Il reste à situer l’action des représailles allemandes. Au cours de l’hiver 1943-1944, les maquis voisins du Nyonsais et des Baronnies se sont armés, ont fait preuve d’endurance. Leurs effectifs sont réduits ; mobiles, ils connaissent bien le terrain ; et, souvent soutenus par la population, ils échappent en général aux soldats italiens ou allemands, en difficulté avec la guérilla. Les premiers coups de main et déraillements de trains organisés gênent l’occupant. Celui-ci enclenche des représailles qui – malgré leur violence comme à Saint-Romain-en-Viennois – n’ont peut-être pas l’efficacité militaire escomptée. Raids à Condorcet le 19 mars 1944, les 20-21 mars à Sainte-Jalle. Les FTP du Poët-Sigillat évitent l’encerclement le 22 mars ; les Allemands se rabattent sur un pillage des alentours, etc. Les maquis jouent donc sur leur capacité à migrer. Le maquis considéré établit son camp à Mirabel-aux-Baronnies ; lorsqu’il se sent menacé, il quitte la commune, franchit la montagne et s’installe dans le département voisin, à Saint-Romain-en-Viennois : c’est le camp de Sainte-Croix. Celui-ci est attaqué à partir de Vaison-la-Romaine, et subit de fortes pertes le 25 mars, ainsi que nous l’avons noté. Selon Léo Rostand : « les maquisards se battent courageusement, mais doivent se retirer...»

Les Allemands occupant le Sud-Est depuis novembre 1943, se substituant aux Italiens, ne parviennent pas davantage que leurs prédécesseurs à voir la fin de cette guérilla. La traque meurtrière qu’ils lui livrent et dont la stèle porte témoignage ne change guère la situation.

La mémoire locale est encore imprégnée des conditions de l’époque : les voisins actuels de la stèle précisaient que, « du temps de la Résistance […], le paysage n’était qu’un taillis recouvrant les collines.

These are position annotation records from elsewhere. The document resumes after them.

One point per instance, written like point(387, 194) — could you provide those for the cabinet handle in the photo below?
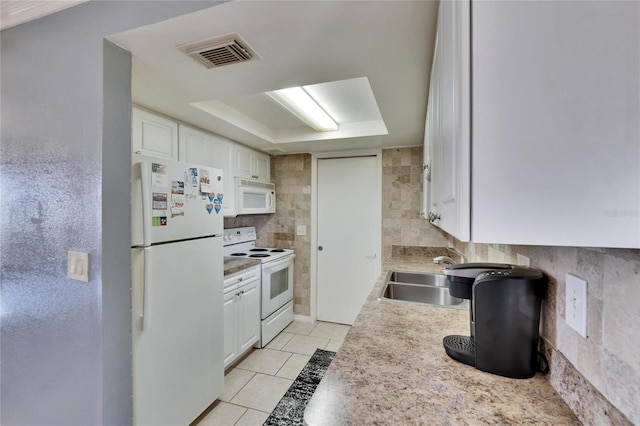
point(433, 217)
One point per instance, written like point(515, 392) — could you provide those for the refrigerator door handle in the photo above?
point(144, 316)
point(145, 179)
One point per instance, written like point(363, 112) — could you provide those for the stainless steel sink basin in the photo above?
point(438, 280)
point(424, 288)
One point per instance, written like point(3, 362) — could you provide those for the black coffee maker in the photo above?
point(504, 317)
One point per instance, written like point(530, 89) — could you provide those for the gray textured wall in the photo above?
point(64, 161)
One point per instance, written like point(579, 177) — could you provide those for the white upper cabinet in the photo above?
point(252, 164)
point(447, 163)
point(198, 147)
point(154, 135)
point(555, 123)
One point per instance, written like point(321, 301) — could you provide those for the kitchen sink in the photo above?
point(438, 280)
point(423, 288)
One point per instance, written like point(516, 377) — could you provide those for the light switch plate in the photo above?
point(576, 304)
point(78, 266)
point(523, 260)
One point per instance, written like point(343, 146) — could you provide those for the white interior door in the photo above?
point(348, 261)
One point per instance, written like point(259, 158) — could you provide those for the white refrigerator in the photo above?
point(177, 273)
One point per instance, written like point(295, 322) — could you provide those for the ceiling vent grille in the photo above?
point(219, 51)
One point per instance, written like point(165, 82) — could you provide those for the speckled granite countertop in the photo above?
point(233, 265)
point(393, 370)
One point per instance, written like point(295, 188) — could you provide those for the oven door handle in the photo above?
point(276, 264)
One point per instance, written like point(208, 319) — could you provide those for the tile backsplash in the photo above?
point(292, 176)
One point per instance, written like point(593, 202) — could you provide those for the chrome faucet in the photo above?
point(443, 260)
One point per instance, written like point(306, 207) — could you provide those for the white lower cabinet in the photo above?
point(241, 313)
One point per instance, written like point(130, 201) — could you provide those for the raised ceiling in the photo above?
point(384, 45)
point(367, 62)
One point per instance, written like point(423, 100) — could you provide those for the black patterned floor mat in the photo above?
point(290, 409)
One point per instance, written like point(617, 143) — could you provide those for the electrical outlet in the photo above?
point(576, 304)
point(523, 260)
point(78, 266)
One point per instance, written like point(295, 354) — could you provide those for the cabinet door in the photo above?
point(230, 328)
point(221, 156)
point(449, 118)
point(194, 146)
point(249, 315)
point(556, 123)
point(153, 135)
point(262, 165)
point(210, 150)
point(252, 164)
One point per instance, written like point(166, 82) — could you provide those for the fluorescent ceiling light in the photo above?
point(303, 106)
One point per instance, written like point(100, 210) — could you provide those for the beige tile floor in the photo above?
point(254, 386)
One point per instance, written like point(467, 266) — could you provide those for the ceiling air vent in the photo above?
point(219, 51)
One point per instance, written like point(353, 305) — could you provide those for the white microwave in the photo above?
point(254, 197)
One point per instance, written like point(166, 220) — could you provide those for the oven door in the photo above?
point(277, 284)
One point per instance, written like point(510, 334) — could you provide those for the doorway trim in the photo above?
point(313, 273)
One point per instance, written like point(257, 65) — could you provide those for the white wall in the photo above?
point(65, 344)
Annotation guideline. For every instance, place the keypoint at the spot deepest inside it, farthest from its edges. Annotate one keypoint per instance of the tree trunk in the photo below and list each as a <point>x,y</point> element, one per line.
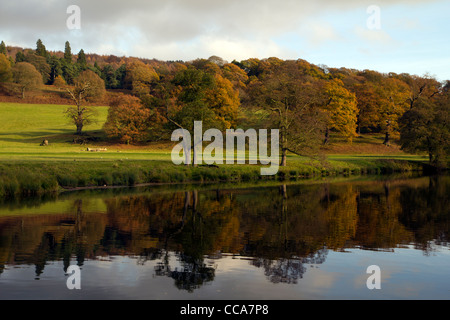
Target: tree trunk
<point>283,147</point>
<point>283,156</point>
<point>327,136</point>
<point>388,134</point>
<point>79,129</point>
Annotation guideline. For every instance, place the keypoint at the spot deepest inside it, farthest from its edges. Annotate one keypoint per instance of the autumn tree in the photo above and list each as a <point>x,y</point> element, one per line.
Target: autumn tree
<point>139,77</point>
<point>26,76</point>
<point>292,101</point>
<point>3,48</point>
<point>425,127</point>
<point>128,119</point>
<point>41,65</point>
<point>88,86</point>
<point>40,49</point>
<point>81,60</point>
<point>5,68</point>
<point>394,94</point>
<point>341,110</point>
<point>67,53</point>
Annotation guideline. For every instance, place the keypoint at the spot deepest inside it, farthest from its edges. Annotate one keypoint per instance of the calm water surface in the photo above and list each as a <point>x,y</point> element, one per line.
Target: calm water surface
<point>312,240</point>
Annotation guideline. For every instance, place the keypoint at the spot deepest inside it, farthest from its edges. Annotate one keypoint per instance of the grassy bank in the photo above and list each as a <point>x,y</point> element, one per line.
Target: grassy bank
<point>28,168</point>
<point>36,177</point>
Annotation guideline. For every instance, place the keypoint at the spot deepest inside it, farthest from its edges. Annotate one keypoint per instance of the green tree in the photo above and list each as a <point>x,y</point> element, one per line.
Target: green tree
<point>291,100</point>
<point>55,68</point>
<point>41,65</point>
<point>88,86</point>
<point>26,76</point>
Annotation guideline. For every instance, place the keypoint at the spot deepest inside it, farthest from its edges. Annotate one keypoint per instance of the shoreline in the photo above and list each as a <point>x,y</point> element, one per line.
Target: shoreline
<point>32,178</point>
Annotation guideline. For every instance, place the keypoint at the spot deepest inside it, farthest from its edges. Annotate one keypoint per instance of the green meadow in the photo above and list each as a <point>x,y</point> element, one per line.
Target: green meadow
<point>26,167</point>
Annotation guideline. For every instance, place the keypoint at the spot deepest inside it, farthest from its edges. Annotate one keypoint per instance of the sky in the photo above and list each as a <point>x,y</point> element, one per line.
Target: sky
<point>410,36</point>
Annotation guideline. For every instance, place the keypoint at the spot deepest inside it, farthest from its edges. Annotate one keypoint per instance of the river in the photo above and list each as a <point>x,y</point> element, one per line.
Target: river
<point>300,240</point>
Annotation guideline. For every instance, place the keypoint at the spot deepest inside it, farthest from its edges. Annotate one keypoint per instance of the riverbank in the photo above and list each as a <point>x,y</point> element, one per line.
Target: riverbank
<point>37,177</point>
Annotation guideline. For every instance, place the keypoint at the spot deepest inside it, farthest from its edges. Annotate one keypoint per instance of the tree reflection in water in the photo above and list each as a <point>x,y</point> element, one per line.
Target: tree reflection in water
<point>280,229</point>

Ce n’est que dans la deuxième moitié du XXe siècle que les vignes ont remplacé une grande partie des bois de chênes ». Seuls les sommets sont encore recouverts dont celui de la chapelle Sainte-Croix, à quelques centaines de mètres de la stèle.

La chapelle est maintenant un lieu de rassemblement sacré, « Notre Dame de Sainte-Croix protégeant les familles environnantes, les récoltes et les croix ». C’est ainsi un but de promenade qui s’ouvre sur un beau panorama provençal dominant Vaison.

Curieusement, les visiteurs associent souvent les deux marques de mémoire, pourtant témoins de passés bien différents, aux traces brûlantes ou au contraire bien lointaines.


Auteurs : Claude Seyve, Michel Seyve
Sources : Inscription sur la stèle aux maquisards morts ou disparus le 25 mars 1944 (Saint-Romain-en-Viennois, Vaucluse) ; enquête de Claude et Michel Seyve, 2003. Dvd-rom La Résistance dans la Drôme et le Vercors, éditions AERI-AERD, 2007.